Frequently asked questions
- What happens to the access token when a merchant uninstalls my app?
When a merchant uninstalls your app, Shopify immediately revokes the access token—it stops working for API calls. Shopify fires an app/uninstalled webhook to notify you. Your handler should delete the stored token and any associated data. This is also one of the three GDPR-mandatory webhooks you must implement for App Store approval.
- Can I use the same access token across multiple stores?
No. Each store has its own unique access token. Tokens are scoped to a specific store and cannot be transferred or reused. Your session storage must key tokens by shop domain, so when your server receives a request for a given store, it retrieves only that store's token.
- Is it safe to put my Shopify API key in environment variables on a public server?

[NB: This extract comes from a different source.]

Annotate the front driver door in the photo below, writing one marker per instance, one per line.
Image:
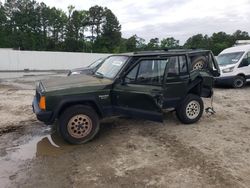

Environment variables are the correct place for server-side secrets—they're never sent to clients and aren't checked into source control. What's critical is that your hosting platform keeps environment variables encrypted at rest and not visible in logs. Platforms like Vercel, Fly.io, and Railway all handle this correctly. Never put your Client ID or Client Secret in your frontend JavaScript bundle or any publicly accessible file.